Finally School is back in session.
My wife and I had made it through another summer with only a few permanent psychological scars,
and a couple of new minor facial twitches.
One of which I involuntarily tried out as my cranium passed dangerously close to this rather large colony of harvestmen.
Left is a crane fly (and no it is not a giant mosquito and no, they do not consume mosquitoes); center is a house spider and right is our main-man, the harvestman. All of these insects are commonly and confusingly referred to as “Daddy Long Legs”.
The true daddy long legs here is the harvestman which is an arachnid, but not a spider, and now my head is hurting.
Another new insect for me this week is this:
White-striped Longtail Skipper Butterfly
“Your suffering will be legendary for this ESP.”
These common and wild (pinhead) Buttonbushes
Everything looks good against the softening backdrop of the hardy bamboo muhly grass.
Like this crowd of tiny stone crop looking very ethereal in the late afternoon light.
Or perhaps it is a marauding army of tiny skeletons? Ahhh…
These yellow bitterweeds are creating a nice splash of color among the muhly in my hell strip,
as are purple fountain grasses that are starting to prime.
It is the time of the psychedelic beautyberry,
a time to get into shape for the winter?
“Give me five more irritating rodent!”
Other eventful events this week:
The crowning of Princess Salvia,
and the ripening of some red-hot tom-tom drums, (the Naboo percussion instrument of choice).
There was an event equally as hot this week…
The 22nd annual Austin hot-sauce festival. This is where Texans eat some of the hottest hot sauce imaginable in some of the hottest temperatures imaginable, oh and was it hot this year.
One step outside of the above breezy structure after dipping a tortilla chip into some “Ass-Burn” hot sauce and trust me, you were…

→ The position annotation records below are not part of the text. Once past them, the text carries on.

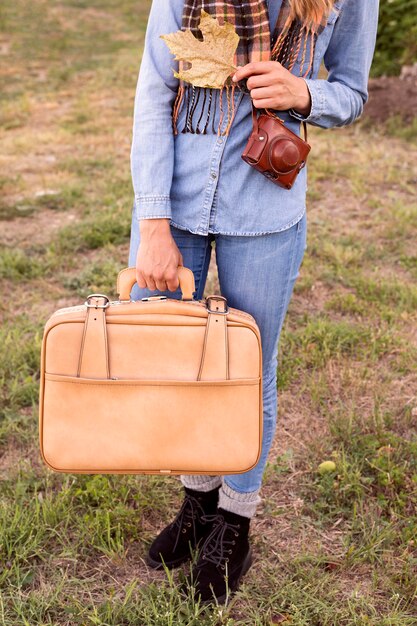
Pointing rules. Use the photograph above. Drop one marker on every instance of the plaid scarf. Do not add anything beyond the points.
(290, 38)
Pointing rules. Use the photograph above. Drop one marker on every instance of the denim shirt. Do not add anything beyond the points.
(200, 182)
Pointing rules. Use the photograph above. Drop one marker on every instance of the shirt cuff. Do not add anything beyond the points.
(151, 207)
(316, 90)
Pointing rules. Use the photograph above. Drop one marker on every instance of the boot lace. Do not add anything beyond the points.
(186, 517)
(216, 546)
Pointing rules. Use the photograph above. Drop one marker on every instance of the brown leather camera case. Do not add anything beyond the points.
(274, 150)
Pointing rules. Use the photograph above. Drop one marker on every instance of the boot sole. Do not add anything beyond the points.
(245, 567)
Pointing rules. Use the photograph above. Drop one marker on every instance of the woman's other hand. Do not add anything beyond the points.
(272, 86)
(158, 256)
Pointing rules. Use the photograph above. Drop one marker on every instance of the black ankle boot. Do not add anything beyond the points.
(224, 557)
(174, 543)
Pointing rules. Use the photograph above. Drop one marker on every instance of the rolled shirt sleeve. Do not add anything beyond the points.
(152, 148)
(339, 99)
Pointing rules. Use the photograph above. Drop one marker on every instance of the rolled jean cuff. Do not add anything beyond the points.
(200, 482)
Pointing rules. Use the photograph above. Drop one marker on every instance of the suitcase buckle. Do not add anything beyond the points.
(218, 299)
(97, 306)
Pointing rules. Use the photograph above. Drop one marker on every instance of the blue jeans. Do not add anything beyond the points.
(257, 275)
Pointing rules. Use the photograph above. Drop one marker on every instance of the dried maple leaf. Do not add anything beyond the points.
(211, 59)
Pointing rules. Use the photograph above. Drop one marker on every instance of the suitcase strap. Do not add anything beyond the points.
(94, 353)
(214, 363)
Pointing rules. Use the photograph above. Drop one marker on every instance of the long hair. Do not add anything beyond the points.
(310, 10)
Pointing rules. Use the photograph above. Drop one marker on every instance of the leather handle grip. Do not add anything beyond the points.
(267, 111)
(126, 278)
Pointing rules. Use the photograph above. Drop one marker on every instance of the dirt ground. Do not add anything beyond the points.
(393, 95)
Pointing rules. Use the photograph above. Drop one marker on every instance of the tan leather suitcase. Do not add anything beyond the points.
(158, 385)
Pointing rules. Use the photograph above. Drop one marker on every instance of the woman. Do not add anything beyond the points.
(192, 189)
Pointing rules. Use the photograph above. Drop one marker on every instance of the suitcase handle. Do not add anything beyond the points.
(126, 278)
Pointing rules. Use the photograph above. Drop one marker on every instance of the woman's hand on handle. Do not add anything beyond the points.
(158, 256)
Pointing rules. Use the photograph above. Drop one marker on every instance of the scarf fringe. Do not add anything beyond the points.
(188, 96)
(294, 38)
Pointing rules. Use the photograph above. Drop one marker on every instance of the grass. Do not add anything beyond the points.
(332, 549)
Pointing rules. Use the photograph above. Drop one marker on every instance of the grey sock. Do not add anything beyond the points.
(241, 503)
(200, 482)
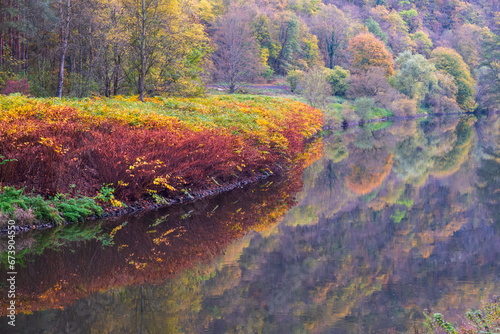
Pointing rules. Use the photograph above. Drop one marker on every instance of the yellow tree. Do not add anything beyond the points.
(368, 51)
(167, 43)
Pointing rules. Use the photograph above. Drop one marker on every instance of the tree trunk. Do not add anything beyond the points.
(64, 44)
(142, 73)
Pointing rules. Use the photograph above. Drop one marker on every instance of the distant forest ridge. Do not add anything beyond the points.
(441, 55)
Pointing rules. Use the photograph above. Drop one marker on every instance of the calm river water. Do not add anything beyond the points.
(391, 221)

I really do need to stop embedding this image.
The hot-sauce winners this year: http://www.austinchronicle.com/Market/HotSauce/
Ever wondered what happens to a stock tank full of King Tut papyrus if it is allowed to dry up and bake for a day in a large tin, under the Texas sun?
Not a pretty sight.
Some of these will recover when I soak the roots but a lot of these will need to be clipped back to the base.
Duranta erecta ‘Sapphire Showers’ (Picotee Sky Flower)
A die-back perennial here in central Texas, this shrub blooms sporadically all summer, give it plenty of room though, it is a sprawler. Supposedly it requires full sun, but this one performs admirably under the heavy shade canopy of my post oak.
Inspirational Images of the Week:
Yes folks it is another tiny cabin in the forest, what is my obsession with these structures?